In [5]:
%session_id_prefix native-hudi-dataframe-
%glue_version 3.0
%idle_timeout 60
%%configure 
{
  "--conf": "spark.serializer=org.apache.spark.serializer.KryoSerializer --conf spark.sql.hive.convertMetastoreParquet=false",
  "--datalake-formats": "hudi"
}

Welcome to the Glue Interactive Sessions Kernel
For more information on available magic commands, please type %help in any new cell.

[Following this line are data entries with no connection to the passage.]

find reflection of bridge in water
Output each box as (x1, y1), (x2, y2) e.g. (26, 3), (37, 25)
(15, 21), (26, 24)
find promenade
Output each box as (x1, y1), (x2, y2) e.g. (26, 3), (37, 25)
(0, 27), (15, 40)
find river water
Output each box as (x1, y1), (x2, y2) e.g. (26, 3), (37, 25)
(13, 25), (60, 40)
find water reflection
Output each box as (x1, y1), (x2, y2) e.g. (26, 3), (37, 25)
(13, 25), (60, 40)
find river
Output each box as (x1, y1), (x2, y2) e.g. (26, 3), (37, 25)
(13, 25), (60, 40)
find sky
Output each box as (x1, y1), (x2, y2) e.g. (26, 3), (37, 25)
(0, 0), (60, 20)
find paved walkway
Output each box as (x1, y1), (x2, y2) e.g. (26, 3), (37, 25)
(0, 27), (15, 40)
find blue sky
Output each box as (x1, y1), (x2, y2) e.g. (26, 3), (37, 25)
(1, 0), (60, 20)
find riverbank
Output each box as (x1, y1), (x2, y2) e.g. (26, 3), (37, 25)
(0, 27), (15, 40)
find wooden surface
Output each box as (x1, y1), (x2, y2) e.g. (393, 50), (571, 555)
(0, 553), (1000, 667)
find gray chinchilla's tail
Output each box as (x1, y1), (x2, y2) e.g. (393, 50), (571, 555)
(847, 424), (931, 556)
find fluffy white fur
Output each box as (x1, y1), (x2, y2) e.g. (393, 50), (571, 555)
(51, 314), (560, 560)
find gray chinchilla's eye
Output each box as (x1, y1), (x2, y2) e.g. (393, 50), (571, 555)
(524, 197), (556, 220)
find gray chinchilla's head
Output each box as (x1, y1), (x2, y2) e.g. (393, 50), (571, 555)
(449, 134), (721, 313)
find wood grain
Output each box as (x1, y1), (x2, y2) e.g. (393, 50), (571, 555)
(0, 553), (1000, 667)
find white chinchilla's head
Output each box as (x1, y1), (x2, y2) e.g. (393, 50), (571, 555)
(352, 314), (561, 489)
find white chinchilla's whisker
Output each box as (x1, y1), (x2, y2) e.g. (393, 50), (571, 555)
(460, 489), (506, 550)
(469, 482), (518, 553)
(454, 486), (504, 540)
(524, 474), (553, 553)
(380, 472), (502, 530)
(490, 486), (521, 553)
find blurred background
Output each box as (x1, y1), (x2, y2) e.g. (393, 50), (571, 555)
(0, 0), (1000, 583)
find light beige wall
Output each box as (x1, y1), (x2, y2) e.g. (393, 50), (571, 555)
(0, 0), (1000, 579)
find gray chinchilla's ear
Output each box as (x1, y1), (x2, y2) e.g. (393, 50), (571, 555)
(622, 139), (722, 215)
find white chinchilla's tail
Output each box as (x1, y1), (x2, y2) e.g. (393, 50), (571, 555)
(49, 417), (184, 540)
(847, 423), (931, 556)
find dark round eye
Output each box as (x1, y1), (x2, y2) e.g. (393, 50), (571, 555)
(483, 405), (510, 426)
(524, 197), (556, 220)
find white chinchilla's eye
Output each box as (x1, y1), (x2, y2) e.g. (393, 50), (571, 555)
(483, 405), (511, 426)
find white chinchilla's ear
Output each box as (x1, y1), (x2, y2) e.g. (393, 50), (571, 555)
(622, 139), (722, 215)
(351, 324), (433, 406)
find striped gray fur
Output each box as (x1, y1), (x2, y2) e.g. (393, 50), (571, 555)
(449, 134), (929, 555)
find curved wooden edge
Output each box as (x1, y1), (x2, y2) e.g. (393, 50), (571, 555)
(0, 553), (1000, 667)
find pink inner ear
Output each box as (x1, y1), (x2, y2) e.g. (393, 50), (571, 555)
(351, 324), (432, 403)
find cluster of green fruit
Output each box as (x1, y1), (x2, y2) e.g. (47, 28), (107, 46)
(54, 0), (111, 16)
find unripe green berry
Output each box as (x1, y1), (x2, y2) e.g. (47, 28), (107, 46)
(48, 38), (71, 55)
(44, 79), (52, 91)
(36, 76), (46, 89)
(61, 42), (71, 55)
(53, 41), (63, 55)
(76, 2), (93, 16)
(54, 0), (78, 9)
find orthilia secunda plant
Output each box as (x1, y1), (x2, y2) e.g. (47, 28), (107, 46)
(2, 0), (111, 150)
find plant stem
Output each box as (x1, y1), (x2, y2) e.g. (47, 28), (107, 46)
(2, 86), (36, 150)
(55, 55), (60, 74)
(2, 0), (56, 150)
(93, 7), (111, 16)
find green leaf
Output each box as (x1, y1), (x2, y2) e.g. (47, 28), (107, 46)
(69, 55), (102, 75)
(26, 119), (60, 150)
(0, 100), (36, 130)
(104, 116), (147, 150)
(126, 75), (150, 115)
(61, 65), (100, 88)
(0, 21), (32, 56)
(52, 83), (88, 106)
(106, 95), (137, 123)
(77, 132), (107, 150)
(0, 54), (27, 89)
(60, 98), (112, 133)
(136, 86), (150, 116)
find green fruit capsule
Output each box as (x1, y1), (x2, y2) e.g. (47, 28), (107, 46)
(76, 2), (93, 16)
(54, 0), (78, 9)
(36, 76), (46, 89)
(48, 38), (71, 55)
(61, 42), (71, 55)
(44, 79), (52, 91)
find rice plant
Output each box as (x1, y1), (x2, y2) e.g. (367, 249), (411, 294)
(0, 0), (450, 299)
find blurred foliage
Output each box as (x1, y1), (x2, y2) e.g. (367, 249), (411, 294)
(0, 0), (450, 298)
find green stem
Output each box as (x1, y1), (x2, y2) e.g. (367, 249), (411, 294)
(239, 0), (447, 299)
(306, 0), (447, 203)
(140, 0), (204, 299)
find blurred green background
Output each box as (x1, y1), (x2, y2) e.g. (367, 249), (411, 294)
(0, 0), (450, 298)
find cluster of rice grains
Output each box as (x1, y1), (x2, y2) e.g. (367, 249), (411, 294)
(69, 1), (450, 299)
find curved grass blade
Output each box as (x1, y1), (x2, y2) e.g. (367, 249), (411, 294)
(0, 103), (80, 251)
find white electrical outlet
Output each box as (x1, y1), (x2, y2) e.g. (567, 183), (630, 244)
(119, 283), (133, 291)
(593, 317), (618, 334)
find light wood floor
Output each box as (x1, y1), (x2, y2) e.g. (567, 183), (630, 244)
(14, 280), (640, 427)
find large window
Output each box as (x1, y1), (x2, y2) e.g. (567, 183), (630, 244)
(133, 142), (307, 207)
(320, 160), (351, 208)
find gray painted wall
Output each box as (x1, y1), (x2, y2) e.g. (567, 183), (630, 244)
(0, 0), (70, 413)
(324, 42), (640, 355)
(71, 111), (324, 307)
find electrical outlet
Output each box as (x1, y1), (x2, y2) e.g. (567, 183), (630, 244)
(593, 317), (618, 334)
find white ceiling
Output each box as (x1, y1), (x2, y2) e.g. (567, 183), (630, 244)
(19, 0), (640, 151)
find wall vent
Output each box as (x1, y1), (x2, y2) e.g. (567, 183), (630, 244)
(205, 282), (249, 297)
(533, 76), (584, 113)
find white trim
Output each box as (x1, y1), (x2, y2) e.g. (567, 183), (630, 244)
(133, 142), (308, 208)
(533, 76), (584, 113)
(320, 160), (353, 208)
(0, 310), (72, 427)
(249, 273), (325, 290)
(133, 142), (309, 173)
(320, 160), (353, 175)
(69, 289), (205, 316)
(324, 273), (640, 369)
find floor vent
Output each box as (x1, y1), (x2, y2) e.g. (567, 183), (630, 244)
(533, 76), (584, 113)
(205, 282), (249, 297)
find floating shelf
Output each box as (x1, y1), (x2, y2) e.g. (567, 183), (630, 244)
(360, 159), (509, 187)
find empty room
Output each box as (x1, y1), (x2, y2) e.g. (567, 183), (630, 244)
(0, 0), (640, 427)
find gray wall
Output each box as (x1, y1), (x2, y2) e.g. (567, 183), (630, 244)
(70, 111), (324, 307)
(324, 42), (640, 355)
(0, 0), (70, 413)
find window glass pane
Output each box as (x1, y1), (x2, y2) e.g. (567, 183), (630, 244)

Please view our Getting Started page to access the most up-to-date information on the Interactive Sessions kernel: https://docs.aws.amazon.com/glue/latest/dg/interactive-sessions.html
Installed kernel version: 0.37.3 
Setting session ID prefix to native-hudi-dataframe-
Setting Glue version to: 3.0
Current idle_timeout is 2800 minutes.
idle_timeout has been set to 60 minutes.
The following configurations have been updated: {'--conf': 'spark.serializer=org.apache.spark.serializer.KryoSerializer --conf spark.sql.hive.convertMetastoreParquet=false', '--datalake-formats': 'hudi'}


In [1]:
import boto3
import json




Authenticating with environment variables and user-defined glue_role_arn: arn:aws:iam::684969100054:role/AdminAccessGlueNotebook
Trying to create a Glue session for the kernel.
Worker Type: G.1X
Number of Workers: 5
Session ID: 5d639154-71f0-4558-9337-eda1025a3a4a
Job Type: glueetl
Applying the following default arguments:
--glue_kernel_version 0.37.3
--enable-glue-datacatalog true
--conf spark.serializer=org.apache.spark.serializer.KryoSerializer --conf spark.sql.hive.convertMetastoreParquet=false
--datalake-formats hudi
Waiting for session 5d639154-71f0-4558-9337-eda1025a3a4a to get into ready status...
Session 5d639154-71f0-4558-9337-eda1025a3a4a has been created.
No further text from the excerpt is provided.